Commander of the Nanjing Military Region Air Force
- In office December 2004 – January 2011
- Preceded by: Liu Chengjun
- Succeeded by: Yi Xiaoguang

Commander of the Beijing Military Region Air Force
- In office January 2011 – June 2012
- Preceded by: Jia Yongsheng
- Succeeded by: Ma Zhenjun

Personal details
- Born: January 1949 (age 77) Hong'an, Hubei, China
- Party: Chinese Communist Party

Military service
- Allegiance: China
- Branch/service: People's Liberation Army Air Force
- Years of service: ? – 2012
- Rank: Lieutenant General

= Jiang Jianzeng =

Chinese politician

Jiang Jianzeng (江建曾; born January 1949) is a retired lieutenant general (zhong jiang) of the People's Liberation Army Air Force (PLAAF) of China. He served as commander of the Nanjing Military Region Air Force and the Beijing Military Region Air Force.

==Biography==
Jiang was born in January 1949 in Hong'an, Hubei Province. He is the son of Major General Jiang Bo (江波), who was deputy political commissar of the Shaanxi Military District.

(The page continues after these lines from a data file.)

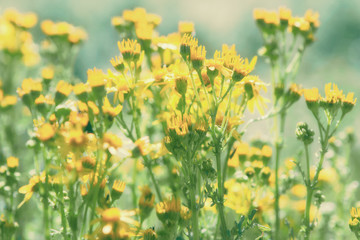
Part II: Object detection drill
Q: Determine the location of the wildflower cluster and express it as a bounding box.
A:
[0,5,358,240]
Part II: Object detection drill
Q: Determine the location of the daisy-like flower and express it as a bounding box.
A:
[18,172,45,208]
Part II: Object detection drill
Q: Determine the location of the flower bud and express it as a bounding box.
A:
[295,122,315,145]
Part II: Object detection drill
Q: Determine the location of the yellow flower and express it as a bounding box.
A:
[290,184,306,198]
[135,22,154,41]
[118,39,141,61]
[253,8,267,21]
[279,7,291,21]
[179,22,195,34]
[87,101,100,115]
[261,145,272,159]
[343,92,357,106]
[304,88,320,102]
[190,45,206,69]
[110,56,125,72]
[141,228,157,240]
[101,208,121,222]
[36,123,56,142]
[103,132,122,149]
[111,16,125,27]
[6,157,19,169]
[304,9,320,28]
[112,180,126,193]
[0,95,17,108]
[56,80,72,97]
[264,12,280,26]
[102,97,122,118]
[41,67,54,80]
[324,83,343,104]
[350,207,360,218]
[87,68,106,88]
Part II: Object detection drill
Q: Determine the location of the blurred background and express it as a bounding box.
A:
[0,0,360,171]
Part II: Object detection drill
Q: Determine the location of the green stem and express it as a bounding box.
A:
[215,143,228,239]
[43,157,50,240]
[304,144,313,239]
[190,177,200,240]
[275,111,286,239]
[305,123,330,240]
[354,232,360,240]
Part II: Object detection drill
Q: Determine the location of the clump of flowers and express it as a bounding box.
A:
[0,5,359,240]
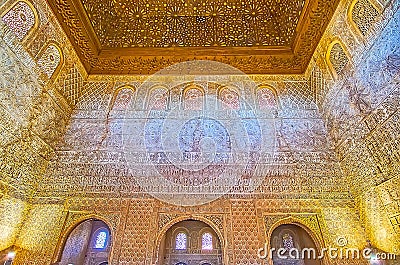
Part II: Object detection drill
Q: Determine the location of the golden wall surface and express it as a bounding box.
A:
[0,0,400,264]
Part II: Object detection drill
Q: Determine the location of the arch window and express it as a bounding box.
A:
[220,88,240,110]
[2,1,36,40]
[38,44,61,78]
[148,88,168,110]
[201,233,213,250]
[256,87,278,109]
[282,234,294,250]
[184,88,203,110]
[328,42,349,75]
[175,233,187,250]
[93,228,109,250]
[350,0,379,36]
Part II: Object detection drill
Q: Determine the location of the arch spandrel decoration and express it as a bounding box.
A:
[255,85,279,110]
[326,40,350,78]
[264,213,325,249]
[218,87,240,110]
[38,44,63,78]
[348,0,380,37]
[1,0,39,41]
[110,85,136,111]
[53,211,121,263]
[152,213,229,264]
[182,86,204,110]
[147,87,169,110]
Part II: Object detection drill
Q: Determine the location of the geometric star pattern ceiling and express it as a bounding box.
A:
[83,0,305,48]
[49,0,339,74]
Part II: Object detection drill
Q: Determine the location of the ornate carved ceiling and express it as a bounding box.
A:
[48,0,339,74]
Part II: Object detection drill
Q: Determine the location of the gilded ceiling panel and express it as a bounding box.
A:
[48,0,339,75]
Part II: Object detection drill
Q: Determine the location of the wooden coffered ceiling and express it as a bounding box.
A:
[48,0,340,75]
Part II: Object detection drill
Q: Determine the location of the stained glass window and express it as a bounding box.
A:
[201,233,213,250]
[175,233,187,250]
[220,88,240,110]
[113,88,133,110]
[2,1,35,40]
[257,87,278,109]
[184,88,203,110]
[148,88,168,110]
[38,45,61,78]
[282,234,294,250]
[329,43,349,74]
[93,229,108,249]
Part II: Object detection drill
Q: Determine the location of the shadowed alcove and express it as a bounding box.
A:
[158,220,223,265]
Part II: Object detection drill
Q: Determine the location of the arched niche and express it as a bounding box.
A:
[269,223,323,265]
[182,85,205,110]
[57,218,112,265]
[156,218,224,265]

Jiang served as commander of the PLAAF 14th Fighter Division, and chief of staff of the 8th Corps in December 1993. He attained the rank of major general in July 1995. He was appointed commander of the Dalian Air Base in October 1999, and deputy chief of staff of PLAAF in 2001.

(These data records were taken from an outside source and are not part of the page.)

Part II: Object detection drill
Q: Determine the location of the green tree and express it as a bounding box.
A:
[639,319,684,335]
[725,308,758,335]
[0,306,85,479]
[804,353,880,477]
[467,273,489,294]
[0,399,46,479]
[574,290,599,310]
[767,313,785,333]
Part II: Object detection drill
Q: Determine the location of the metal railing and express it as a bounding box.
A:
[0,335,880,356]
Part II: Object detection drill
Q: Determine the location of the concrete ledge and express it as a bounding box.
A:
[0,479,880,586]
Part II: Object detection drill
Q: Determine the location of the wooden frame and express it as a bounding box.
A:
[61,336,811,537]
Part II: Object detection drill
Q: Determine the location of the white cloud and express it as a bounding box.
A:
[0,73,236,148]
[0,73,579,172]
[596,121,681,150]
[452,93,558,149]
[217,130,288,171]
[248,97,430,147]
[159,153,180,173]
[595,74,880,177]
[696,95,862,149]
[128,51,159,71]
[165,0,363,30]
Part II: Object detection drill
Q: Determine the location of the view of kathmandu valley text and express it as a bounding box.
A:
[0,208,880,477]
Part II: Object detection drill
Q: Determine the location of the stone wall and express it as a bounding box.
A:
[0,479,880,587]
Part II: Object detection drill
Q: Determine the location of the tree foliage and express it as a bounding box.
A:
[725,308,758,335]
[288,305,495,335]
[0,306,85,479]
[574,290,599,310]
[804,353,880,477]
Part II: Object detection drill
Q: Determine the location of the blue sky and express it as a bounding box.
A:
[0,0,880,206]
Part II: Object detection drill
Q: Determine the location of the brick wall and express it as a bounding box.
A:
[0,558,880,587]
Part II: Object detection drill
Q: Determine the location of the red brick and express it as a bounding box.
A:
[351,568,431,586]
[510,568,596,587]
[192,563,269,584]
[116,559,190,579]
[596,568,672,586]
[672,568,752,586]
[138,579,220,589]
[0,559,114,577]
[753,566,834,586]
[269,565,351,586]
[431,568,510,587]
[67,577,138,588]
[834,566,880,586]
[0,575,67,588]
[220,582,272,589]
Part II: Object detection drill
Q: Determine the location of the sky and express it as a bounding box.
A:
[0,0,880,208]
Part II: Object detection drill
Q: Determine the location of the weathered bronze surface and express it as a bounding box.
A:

In December 2004, Jiang became commander of the Nanjing Military Region Air Force and concurrently deputy commander of the Nanjing MR. On 3 June 2006, a PLAAF KJ-200 crashed in Guangde County, Anhui Province, killing 40 people on board. Jiang was among about a dozen military officers who were held responsible and punished in the aftermath of the accident. He was given demerit points which damaged his prospect for promotion, and his career was temporarily frozen. Nevertheless, he was promoted to the rank of lieutenant general in July 2006, before the punishment was announced.

In January 2011, Jiang was appointed commander of the Beijing MR Air Force and deputy commander of the Beijing MR. He retired from active service in July 2012, after reaching the mandatory retirement age of 63 for deputy military region (DMR) commanders. He was replaced by Ma Zhenjun.

Jiang was a member of the 11th National People's Congress.